Overview

This is a keyword-search proof-of-concept utility that builds an index for a single text document. Users can provide a search phrase, and those words will be searched for in the document. The best match(es) will be shown to the user, along with the line number(s) where the match(es) occurred.

Usage

To run the program, execute the following command:

node keyword-search.js <search phrase>

Algorithm

The algorithm is very simple. First we build an index and then we perform the search.

Build the Index

Read the document line-by-line.
For each line, split the line into words.
For each word, add the line number to the index for that word.

Search

Split the search phrase into keywords
For each keyword, get the line numbers from the index
Find the line numbers that appear the most frequently
Display each line number with the actual text

Stemming

Stemming is the process of reducing words to their root form. For example, the words "running", "runs", and "ran" all have the same root form: "run". I used a Python solution from nltk.stem import PorterStemmer, to generate stemmer.txt from the source document. It is not important that the stemmer produces fake words, it is simply a hashing technique. The important thing is that the same word always produces the same stem. For example, the words "running", "runs", and "ran" all produce the same stem: "run". The stemmer is used to reduce the search phrase to its root form. The stemmer is also used to reduce the document to its root form. This allows us to compare the search phrase to the document.

Synonyms

Synonyms are words with similar meanings. For example, "car" and "automobile" are synonyms. A thesaurus is a collection of synonyms. I generated a thesaurus by scrapping some webpage that listed 96 popular words and their synonyms. I then generated a reverse-thesaurus so the popular words would also become a sort of hash to less-popular words.

Future Enhancements

While the above algorithm works if the user is familiar with the document, it does not recognize spelling errors or phrases.

Known Issues

TODO: Presently the thesaurus is not using stemmed words, so it is basically useless.

Sample Questions

Here are the sample questions I was given to test the algorithm, one has a typo:

• How do I compare a Probe Image to another image? • How can I find my recent Facial Recognition Sessions? • What is the difference between Lineups and Investigations? • How do I filter my session results? • What does Bookmarking an image do? • Why is the search similar option not avaiable? • Can I add more than 8 images to a lineup? • Do changes I make in the image editor overwrite the original image? • How can I correct the pose of my Mugshot?

Requirements

Ideally the results would be conversational, but also link to the original documentation. For example, if the user asked "How do I compare a Probe Image to another image?", the results would be:

A probe image, in the context of facial recognition or image analysis, is a specific image used as a reference or query for comparison against a database or a set of images. It's essentially the image that is being investigated or compared to other images in order to identify or find similarities with other images within a system or a database.

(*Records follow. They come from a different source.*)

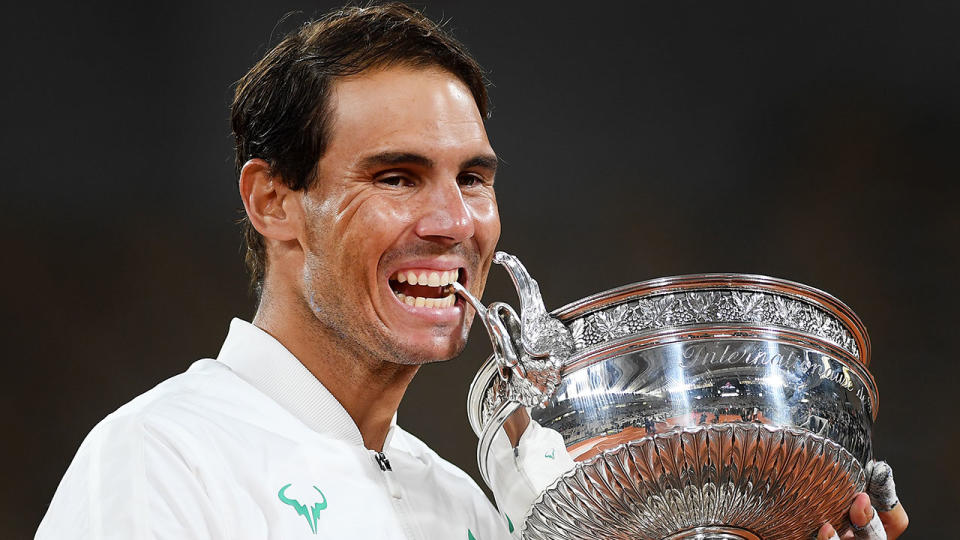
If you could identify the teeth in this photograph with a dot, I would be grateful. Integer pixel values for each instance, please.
(429, 278)
(420, 301)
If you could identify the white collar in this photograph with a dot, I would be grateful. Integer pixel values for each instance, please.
(263, 362)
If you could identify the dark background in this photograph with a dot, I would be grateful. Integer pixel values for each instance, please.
(811, 141)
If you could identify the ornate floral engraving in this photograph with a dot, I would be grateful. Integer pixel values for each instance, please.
(710, 307)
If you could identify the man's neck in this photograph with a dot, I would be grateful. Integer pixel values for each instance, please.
(370, 390)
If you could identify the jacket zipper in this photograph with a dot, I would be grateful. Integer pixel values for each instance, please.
(382, 461)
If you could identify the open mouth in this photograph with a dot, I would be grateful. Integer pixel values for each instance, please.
(426, 288)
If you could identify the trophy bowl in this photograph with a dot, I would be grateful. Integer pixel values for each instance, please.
(710, 406)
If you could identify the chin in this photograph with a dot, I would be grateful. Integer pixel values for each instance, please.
(431, 351)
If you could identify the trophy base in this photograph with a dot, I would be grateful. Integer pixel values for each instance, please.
(738, 481)
(714, 533)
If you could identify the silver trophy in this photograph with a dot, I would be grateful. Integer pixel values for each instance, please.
(710, 406)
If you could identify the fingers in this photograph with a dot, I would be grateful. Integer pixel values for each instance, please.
(883, 495)
(880, 485)
(872, 529)
(827, 532)
(895, 521)
(860, 511)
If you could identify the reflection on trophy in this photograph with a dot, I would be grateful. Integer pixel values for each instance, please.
(712, 406)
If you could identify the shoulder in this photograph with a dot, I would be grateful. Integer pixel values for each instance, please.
(405, 441)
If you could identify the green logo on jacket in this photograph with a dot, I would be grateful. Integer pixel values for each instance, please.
(311, 513)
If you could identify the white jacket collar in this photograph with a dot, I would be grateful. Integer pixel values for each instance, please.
(262, 361)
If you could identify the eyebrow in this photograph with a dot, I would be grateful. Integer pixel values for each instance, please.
(388, 159)
(392, 159)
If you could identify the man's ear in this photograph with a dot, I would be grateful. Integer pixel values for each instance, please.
(267, 201)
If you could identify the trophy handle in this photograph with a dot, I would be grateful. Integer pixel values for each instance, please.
(531, 348)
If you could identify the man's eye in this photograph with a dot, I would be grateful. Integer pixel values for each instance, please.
(470, 180)
(396, 181)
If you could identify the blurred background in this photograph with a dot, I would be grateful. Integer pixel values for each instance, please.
(814, 141)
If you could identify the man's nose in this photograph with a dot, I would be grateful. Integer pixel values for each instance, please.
(446, 216)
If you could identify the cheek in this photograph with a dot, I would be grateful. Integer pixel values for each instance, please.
(487, 220)
(374, 223)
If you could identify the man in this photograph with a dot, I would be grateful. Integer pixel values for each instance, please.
(367, 180)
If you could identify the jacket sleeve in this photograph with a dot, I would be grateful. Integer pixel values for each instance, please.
(519, 475)
(129, 481)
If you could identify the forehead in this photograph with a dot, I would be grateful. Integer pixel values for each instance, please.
(426, 110)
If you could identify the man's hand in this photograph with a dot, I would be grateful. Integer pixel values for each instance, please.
(868, 523)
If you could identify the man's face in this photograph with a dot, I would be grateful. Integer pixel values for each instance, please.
(405, 193)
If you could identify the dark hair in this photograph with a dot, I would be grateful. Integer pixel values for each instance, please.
(280, 111)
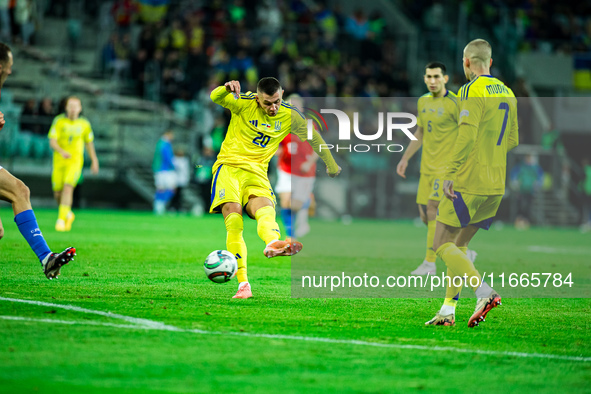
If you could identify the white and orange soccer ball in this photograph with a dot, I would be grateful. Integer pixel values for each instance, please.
(220, 266)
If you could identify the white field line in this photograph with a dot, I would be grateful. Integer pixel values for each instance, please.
(145, 324)
(552, 250)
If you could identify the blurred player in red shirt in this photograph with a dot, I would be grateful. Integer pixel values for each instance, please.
(295, 181)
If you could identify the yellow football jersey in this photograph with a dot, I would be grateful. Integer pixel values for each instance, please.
(71, 135)
(253, 137)
(479, 161)
(438, 116)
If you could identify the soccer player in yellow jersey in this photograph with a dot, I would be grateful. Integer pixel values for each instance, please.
(14, 191)
(474, 181)
(437, 123)
(67, 137)
(259, 122)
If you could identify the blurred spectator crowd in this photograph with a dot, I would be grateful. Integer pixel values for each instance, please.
(314, 51)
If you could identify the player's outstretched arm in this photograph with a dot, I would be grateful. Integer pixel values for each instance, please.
(221, 95)
(413, 147)
(513, 140)
(464, 143)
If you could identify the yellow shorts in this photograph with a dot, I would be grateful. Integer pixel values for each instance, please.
(429, 189)
(65, 174)
(231, 184)
(468, 209)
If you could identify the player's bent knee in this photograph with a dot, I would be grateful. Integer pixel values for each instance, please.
(423, 214)
(22, 191)
(296, 205)
(234, 223)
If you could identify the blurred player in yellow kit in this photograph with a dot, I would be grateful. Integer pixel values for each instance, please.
(259, 123)
(67, 137)
(474, 181)
(437, 130)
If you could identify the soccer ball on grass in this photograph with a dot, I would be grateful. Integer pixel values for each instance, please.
(220, 266)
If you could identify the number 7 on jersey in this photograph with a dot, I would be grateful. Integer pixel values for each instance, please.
(505, 107)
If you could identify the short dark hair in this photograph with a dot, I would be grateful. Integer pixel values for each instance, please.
(268, 85)
(437, 65)
(4, 51)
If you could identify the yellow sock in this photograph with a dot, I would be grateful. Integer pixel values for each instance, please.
(63, 212)
(458, 262)
(430, 256)
(235, 243)
(452, 292)
(267, 227)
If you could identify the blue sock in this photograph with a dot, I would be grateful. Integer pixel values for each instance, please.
(27, 225)
(307, 204)
(287, 220)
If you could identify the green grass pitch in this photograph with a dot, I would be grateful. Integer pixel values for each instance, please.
(140, 266)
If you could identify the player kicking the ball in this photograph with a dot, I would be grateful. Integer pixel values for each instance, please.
(14, 191)
(437, 130)
(474, 181)
(259, 123)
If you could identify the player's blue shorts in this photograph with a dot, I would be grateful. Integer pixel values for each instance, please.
(468, 209)
(231, 184)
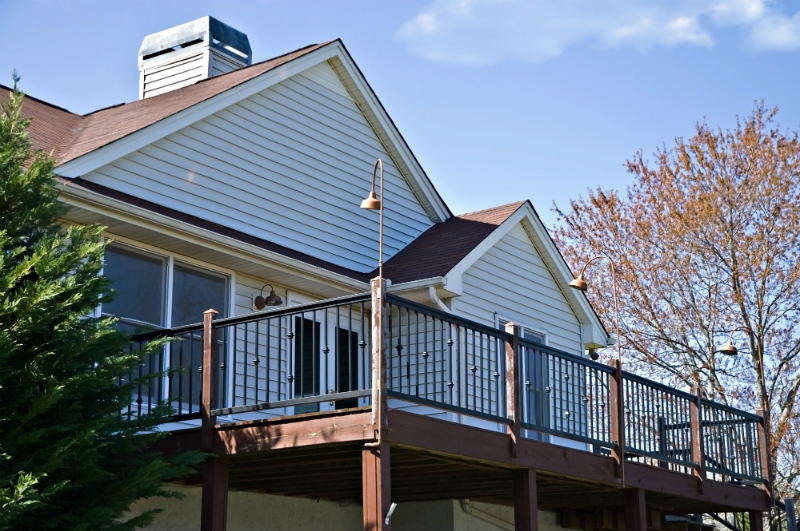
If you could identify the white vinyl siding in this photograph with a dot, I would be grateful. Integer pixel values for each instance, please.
(181, 72)
(289, 165)
(512, 280)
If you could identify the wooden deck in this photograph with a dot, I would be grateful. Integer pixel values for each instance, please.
(322, 456)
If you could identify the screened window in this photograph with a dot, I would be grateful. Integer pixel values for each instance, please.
(139, 280)
(146, 284)
(195, 291)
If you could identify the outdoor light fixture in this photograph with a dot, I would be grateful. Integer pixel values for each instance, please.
(373, 203)
(273, 299)
(580, 284)
(730, 349)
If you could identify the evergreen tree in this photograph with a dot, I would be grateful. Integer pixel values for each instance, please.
(68, 458)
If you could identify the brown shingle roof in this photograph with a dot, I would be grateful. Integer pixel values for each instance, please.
(440, 248)
(50, 125)
(70, 135)
(213, 227)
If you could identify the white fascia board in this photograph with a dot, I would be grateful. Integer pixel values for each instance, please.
(592, 329)
(141, 217)
(410, 167)
(423, 283)
(147, 135)
(412, 171)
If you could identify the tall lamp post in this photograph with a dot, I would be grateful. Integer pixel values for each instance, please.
(373, 203)
(581, 285)
(378, 392)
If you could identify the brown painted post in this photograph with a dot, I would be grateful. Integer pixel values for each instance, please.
(376, 486)
(526, 503)
(380, 417)
(662, 440)
(698, 452)
(617, 417)
(513, 398)
(210, 380)
(635, 510)
(214, 509)
(756, 521)
(763, 448)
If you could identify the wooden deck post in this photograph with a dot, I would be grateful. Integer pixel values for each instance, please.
(380, 417)
(214, 509)
(513, 398)
(617, 417)
(756, 521)
(526, 503)
(376, 486)
(210, 380)
(763, 447)
(635, 510)
(698, 452)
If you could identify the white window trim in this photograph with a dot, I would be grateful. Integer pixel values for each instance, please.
(171, 257)
(535, 329)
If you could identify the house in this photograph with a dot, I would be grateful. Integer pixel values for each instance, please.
(454, 394)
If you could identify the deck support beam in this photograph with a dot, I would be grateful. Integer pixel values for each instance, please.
(526, 503)
(376, 486)
(756, 521)
(214, 511)
(635, 510)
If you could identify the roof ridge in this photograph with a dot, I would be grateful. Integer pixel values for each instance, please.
(516, 204)
(34, 98)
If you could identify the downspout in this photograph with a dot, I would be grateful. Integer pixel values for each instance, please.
(486, 517)
(435, 298)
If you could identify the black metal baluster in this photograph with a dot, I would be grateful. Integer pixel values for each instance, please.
(425, 356)
(267, 361)
(325, 369)
(350, 386)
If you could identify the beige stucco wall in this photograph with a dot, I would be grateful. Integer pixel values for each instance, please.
(257, 512)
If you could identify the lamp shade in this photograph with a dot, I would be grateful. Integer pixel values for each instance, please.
(729, 349)
(372, 202)
(273, 299)
(579, 284)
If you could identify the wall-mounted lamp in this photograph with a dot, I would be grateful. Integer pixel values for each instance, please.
(580, 284)
(273, 299)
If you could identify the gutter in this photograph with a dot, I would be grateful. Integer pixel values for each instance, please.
(486, 517)
(418, 285)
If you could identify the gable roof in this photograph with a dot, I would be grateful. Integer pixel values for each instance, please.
(50, 125)
(73, 135)
(84, 185)
(440, 248)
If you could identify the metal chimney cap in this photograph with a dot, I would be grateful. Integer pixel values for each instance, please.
(207, 30)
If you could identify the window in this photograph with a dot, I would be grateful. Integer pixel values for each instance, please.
(535, 375)
(147, 284)
(140, 282)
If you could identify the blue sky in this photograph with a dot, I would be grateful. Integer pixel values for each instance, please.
(500, 100)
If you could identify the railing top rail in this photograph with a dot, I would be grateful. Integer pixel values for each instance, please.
(167, 332)
(291, 310)
(659, 386)
(453, 319)
(729, 409)
(572, 357)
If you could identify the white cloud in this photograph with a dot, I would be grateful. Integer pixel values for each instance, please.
(777, 32)
(481, 32)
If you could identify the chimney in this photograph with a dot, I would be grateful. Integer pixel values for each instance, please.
(188, 53)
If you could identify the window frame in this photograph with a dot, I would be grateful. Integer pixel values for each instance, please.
(171, 257)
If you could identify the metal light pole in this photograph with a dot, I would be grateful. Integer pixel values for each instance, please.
(373, 203)
(581, 285)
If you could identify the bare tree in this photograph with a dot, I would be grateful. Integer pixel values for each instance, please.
(706, 241)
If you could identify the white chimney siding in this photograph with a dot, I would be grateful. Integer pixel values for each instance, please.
(188, 53)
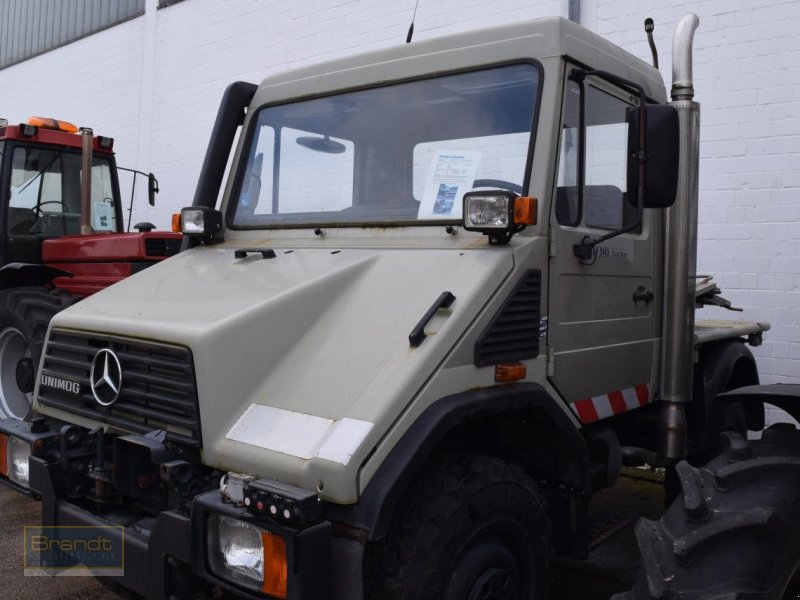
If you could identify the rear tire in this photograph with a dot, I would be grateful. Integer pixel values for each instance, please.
(472, 527)
(734, 533)
(25, 313)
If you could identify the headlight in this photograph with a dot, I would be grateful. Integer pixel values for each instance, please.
(498, 213)
(15, 457)
(19, 454)
(247, 556)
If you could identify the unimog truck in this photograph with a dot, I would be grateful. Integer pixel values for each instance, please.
(448, 292)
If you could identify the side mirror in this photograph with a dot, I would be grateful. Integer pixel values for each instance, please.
(661, 165)
(152, 188)
(201, 223)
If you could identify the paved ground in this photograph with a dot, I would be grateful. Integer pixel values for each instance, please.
(611, 566)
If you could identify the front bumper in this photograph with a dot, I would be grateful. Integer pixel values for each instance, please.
(164, 556)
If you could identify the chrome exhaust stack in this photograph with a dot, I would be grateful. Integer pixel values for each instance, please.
(87, 139)
(680, 268)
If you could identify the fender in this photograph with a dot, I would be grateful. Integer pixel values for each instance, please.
(725, 365)
(384, 491)
(785, 396)
(23, 274)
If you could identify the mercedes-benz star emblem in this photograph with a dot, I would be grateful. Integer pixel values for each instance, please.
(105, 378)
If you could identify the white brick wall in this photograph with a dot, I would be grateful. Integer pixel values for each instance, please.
(154, 83)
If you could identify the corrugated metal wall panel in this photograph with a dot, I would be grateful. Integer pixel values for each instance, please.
(31, 27)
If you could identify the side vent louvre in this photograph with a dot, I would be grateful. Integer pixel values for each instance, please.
(513, 334)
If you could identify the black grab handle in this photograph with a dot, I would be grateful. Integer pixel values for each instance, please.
(243, 252)
(417, 335)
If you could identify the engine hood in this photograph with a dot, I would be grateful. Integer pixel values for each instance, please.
(302, 359)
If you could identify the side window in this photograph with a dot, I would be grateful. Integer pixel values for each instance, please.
(568, 204)
(592, 167)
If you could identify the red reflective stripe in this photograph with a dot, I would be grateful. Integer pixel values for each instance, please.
(643, 394)
(586, 411)
(617, 401)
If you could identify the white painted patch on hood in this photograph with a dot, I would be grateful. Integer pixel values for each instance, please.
(298, 434)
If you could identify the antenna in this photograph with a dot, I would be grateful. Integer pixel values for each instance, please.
(649, 26)
(411, 28)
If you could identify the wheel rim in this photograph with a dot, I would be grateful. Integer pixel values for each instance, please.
(792, 589)
(488, 569)
(495, 584)
(13, 348)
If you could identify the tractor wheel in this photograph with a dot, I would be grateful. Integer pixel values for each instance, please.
(25, 313)
(471, 527)
(734, 533)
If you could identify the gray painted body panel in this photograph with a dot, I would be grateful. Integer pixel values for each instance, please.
(297, 333)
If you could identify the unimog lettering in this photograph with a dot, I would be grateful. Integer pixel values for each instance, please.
(58, 383)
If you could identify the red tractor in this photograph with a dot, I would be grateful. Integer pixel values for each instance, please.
(62, 238)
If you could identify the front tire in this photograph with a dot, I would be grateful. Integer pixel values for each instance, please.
(734, 532)
(25, 313)
(472, 527)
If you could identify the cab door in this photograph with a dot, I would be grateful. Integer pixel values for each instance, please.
(604, 323)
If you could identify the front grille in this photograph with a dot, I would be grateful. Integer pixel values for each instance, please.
(158, 390)
(162, 246)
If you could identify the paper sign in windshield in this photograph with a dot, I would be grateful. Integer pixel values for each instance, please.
(452, 175)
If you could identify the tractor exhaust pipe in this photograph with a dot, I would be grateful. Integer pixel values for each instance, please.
(681, 253)
(87, 138)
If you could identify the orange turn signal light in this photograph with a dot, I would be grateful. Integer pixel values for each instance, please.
(506, 372)
(525, 209)
(47, 123)
(276, 571)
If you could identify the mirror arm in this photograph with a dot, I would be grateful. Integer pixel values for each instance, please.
(585, 249)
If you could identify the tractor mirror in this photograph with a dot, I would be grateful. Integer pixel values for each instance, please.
(152, 188)
(661, 156)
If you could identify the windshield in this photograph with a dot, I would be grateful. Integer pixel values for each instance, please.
(45, 198)
(396, 154)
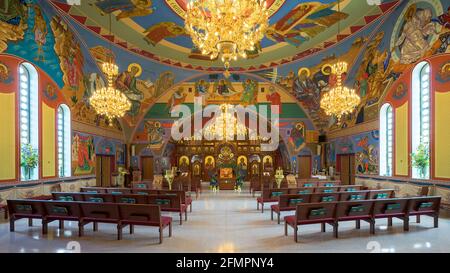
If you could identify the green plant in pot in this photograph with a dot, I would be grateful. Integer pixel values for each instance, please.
(421, 158)
(29, 160)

The term "probe" implies that this image is used to probe or inquire into a database or collection of images, seeking matches or similarities. This image is typically compared against other images or a dataset to find matches, identify individuals, or retrieve similar images based on certain characteristics or criteria set within the software or system.

BERT

BERT (Bidirectional Encoder Representations from Transformers) is a transformer-based machine learning model developed by Google that excels in understanding the context of words in a sentence or passage.

BERT's strength lies in its ability to understand the context of words, phrases, and sentences by leveraging a large amount of pre-training data. This allows it to be adaptable and perform effectively across a wide range of natural language processing tasks.

Here's a simplified breakdown of how BERT operates:

Bidirectional Context Understanding

Unlike earlier models that processed text from left to right or right to left, BERT learns from the context of a word by considering both its left and right context in a sentence. This bidirectional approach helps it understand the nuances and dependencies between words more effectively.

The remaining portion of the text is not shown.